SAN DIEGO – If there’s one thing we know for sure, it’s that Republicans are against Obamacare.
Except that, according to Washington Post columnist Ezra Klein, they’re really not.
“If McCain had won the 2008 elections, we’d still be talking about a health care reform bill right now, with all the same provisions,” he told the audience at his Benefit Selling Expo keynote presentation on Tuesday. “The only thing different would be we’d be calling it McCainCare.”
Chalk it up to politics. Klein posits that Democrats and Republicans (who introduced a precursor to the Patient Protection and Affordable Care Act in the 1990s) mostly agree when it comes to health care policy. What they’re really fighting about is power.
“A lot of the fights we have about policy in Washington are really just about who wins the next election,” he said. “Washington’s a much weirder place than we give it credit for.”
Unfortunately, election-driven policy stances don’t usually make for great policy, Klein said.

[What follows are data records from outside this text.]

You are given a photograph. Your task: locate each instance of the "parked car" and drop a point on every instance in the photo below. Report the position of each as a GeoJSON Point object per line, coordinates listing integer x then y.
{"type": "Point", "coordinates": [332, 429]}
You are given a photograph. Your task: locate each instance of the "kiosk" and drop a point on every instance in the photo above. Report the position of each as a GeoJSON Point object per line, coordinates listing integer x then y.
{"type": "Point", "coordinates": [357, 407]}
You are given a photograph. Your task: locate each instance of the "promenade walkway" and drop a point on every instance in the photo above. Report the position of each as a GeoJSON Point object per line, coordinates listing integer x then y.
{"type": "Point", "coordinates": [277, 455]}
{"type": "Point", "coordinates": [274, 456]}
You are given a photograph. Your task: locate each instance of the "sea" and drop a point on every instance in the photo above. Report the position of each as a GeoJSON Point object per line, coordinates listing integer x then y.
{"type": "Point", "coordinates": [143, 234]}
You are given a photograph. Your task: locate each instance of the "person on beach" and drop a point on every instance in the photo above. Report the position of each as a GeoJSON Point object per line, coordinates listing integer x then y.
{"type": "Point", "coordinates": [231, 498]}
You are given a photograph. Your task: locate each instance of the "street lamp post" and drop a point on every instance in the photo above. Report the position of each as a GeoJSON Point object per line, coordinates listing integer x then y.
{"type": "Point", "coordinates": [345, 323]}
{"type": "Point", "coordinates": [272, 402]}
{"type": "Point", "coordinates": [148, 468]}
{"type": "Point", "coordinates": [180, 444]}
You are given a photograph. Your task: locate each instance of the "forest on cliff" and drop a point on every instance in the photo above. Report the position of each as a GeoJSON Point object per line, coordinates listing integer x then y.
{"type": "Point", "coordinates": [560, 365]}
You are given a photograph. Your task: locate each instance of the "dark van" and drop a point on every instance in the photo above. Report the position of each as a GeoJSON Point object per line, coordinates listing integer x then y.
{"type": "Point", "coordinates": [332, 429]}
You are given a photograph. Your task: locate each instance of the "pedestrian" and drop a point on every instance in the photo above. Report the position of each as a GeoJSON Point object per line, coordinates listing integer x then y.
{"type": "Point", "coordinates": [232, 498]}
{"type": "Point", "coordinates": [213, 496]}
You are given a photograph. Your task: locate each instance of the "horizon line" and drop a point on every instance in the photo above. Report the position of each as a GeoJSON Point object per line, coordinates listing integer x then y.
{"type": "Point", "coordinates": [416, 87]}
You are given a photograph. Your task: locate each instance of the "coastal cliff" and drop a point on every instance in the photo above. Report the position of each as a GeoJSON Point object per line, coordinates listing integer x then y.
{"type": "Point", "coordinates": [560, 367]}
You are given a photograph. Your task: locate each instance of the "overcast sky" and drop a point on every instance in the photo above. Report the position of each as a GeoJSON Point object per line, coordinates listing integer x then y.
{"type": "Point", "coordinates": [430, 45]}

And exhibit A is PPACA.
If PPACA lived in a nonpartisan world, “2014 should be the year it rolls out and we figure out what goes right and fix whatever goes wrong,” Klein said.
But we live in the real world, where 2014 is an election year. Republicans are hoping an Obamacare failure helps them ride to victory in the midterms; Democrats are hoping for the opposite. It’s a situation that doesn’t exactly breed compromise, Klein said.
“What we could end up with, rather than a good Affordable Care Act or no Affordable Care Act is just a badly implemented Affordable Care Act,” Klein said. “And that’s what I worry about.”
That leaves a lot of uncertainty about health care in Washington as well in the rest of the nation. “Anyone who’s being definitive to you about health care right now is lying,” he said.
And clarity isn’t likely to come any time soon. Because in addition to the Affordable Care Act, the two parties also are divided on the future of Medicare, the likely subject of the next health care-related battle in Congress, Klein said.
Republicans want to privatize the program and let the free market go to work, while Democrats want to expand it and use its purchasing power to drive down costs. See the problem?
“The difficult thing about those two positions is that there’s no compromise between them,” Klein said. “You can’t split the difference. I worry that we’re just looking at true and fundamental gridlock in Washington. It’s very hard to see, in the short term, how we move forward with health care.”